JPA slow on remote database queryes [Java Programming]

Prev: Let the Experts to solve all your queries
Next: environment variables

From: Lew on 17 Apr 2010 15:34

carmelo wrote:
> Thank you guys for your answers.
>
> < how slow is slow? Roughly how many seconds for what size result
> sets?
> 59 seconds for 439 records!

I load a 3,000-entry List from JPA over a relatively slow network in one
project virtually instantly. It's not JPA that is at fault.

I don't bother with pagination when I'm using JPA. It ends up defeating the
internal caching and available external caching capabilities of the JPA
provider. It also messes up your architecture.

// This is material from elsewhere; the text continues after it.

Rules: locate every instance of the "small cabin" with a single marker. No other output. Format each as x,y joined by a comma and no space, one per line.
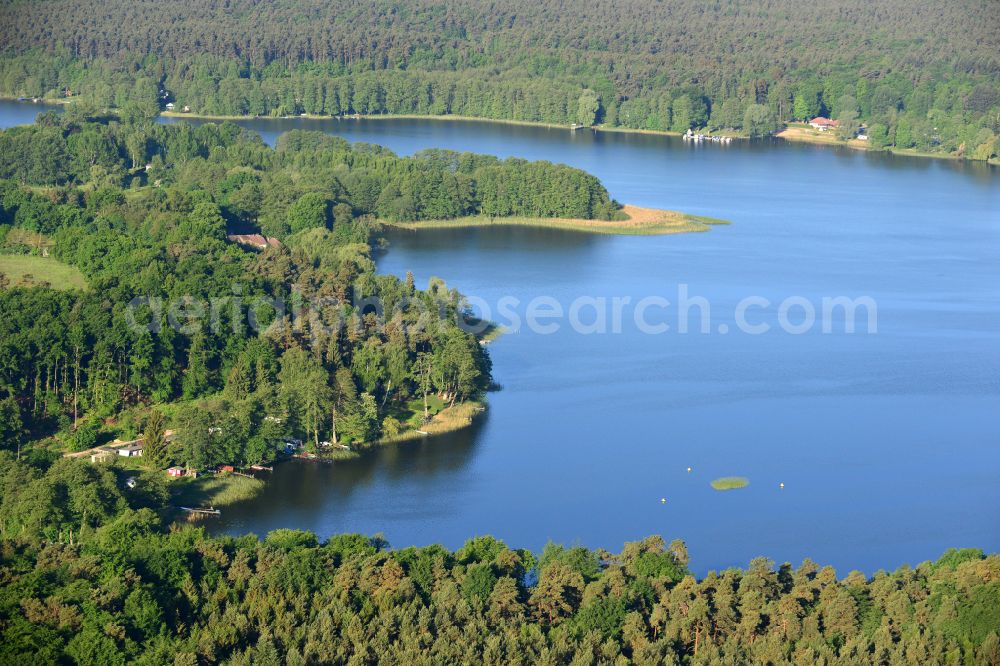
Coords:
101,455
130,450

When you use JPA, you need to avoid thinking of your persistent information as
"data". The whole point of JPA is to give an *object-oriented* view of
persistent entities and their relationships. The fact that you are tangled in
questions of "performance" (and trying to blame JPA for it) and "batches"
indicates that you are not working from an object-oriented view of your
architecture. That is the real mistake.

You get the best performance out of JPA when you use it in its natural mode.
Then it's quite fast, at least as much so as normal database access will let
it be. Done properly, it'll never be "JPA" that is to blame for performance
issues.

You have given us absolutely no information about the data or object models
you use, or how you try to integrate them. Then you expect miracles from
Usenet to solve your problem, while you go haring off after chimeras like "JPA
hurts performance". It doesn't work that way.

Well, I guess it does, now that you are reading this post.

JPA has built-in support for certain natural kinds of "batches", that is,
one-to-many, many-to-one and many-to-many relationships of entities or sets of
entities to each other. It fills these batches quite efficiently
appropriately to the programmer's choice of 'Fetch.EAGER' or 'Fetch.LAZY'.
The former uses JOIN syntax (assuming proper integrity constraints in the
database) and the latter conditional queries.

With only 439 entities ("records" is a data-oriented term) you don't need to
page. That's just silly.

If you keep entity size reasonable, let's say about a KiB apiece, you can hold
a thousand per MiB. In batch sizes over about ten thousand it starts to
become useful to think about paging.

Proper data models on the database side are an absolute must. Screw up the
data model and too bad for you.

JPA works best for simpler data models, ones that have clean representations
of entities. It can handle beautifully any relationships expressible in
collection terms, and since relational databases are set oriented by
definition, that is anything that a relational database expresses.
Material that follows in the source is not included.